The patterns are not drawn at tikz/pgf level, but instead they are "passed" to the driver language (pdf, postscript), which uses its own pattern procedures, for the sake of efficiency.

You can imagine those patterns as "already drawn" in a invisible bottom layer and covering all the page. When you fill a shape with that pattern, you merely are cutting a "hole" with that shape, through which the udnerlying pattern can be seen. This MWE should clarify what I mean.
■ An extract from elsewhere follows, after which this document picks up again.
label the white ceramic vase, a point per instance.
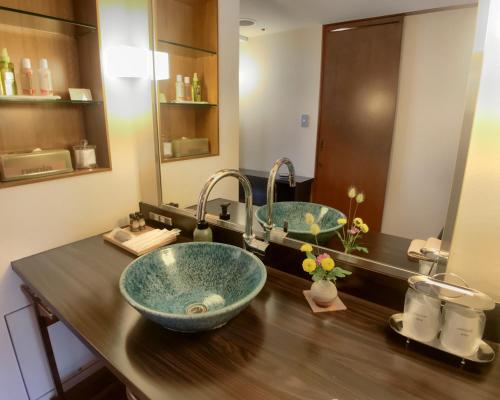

Note how the pattern appears to be "continued" from one rectangle to another, even if they belong to different tikz figures.

\documentclass{article}
\usepackage{tikz}
\begin{document}
\usetikzlibrary{patterns}

\tikz{
\draw[pattern=fivepointed stars] (0,0) rectangle (2,1);
}x%
\tikz{
\draw[pattern=fivepointed stars] (0,0) rectangle (2,1);
}

\tikz{
\draw[pattern=fivepointed stars] (0,0) rectangle (2,1);
}xxx%
\tikz{
\draw[pattern=fivepointed stars] (0,0) rectangle (2,1);
}
\end{document}

Result

Even worse, the "underlying pattern" is different depending on the final driver (PostScript, PDF or SVG). Quoting TikZ manual:

the phase of patterns is not well-defined, that is, it is not clear where origin of the “first” tile is. To be more precise, PostScript and pdf on the one hand and svg on the other hand define the origin differently. PostScript and pdf define a fixed origin that is independent of where the path lies.

So the answer apparently is that you cannot affect this mapping from tikz/pgf.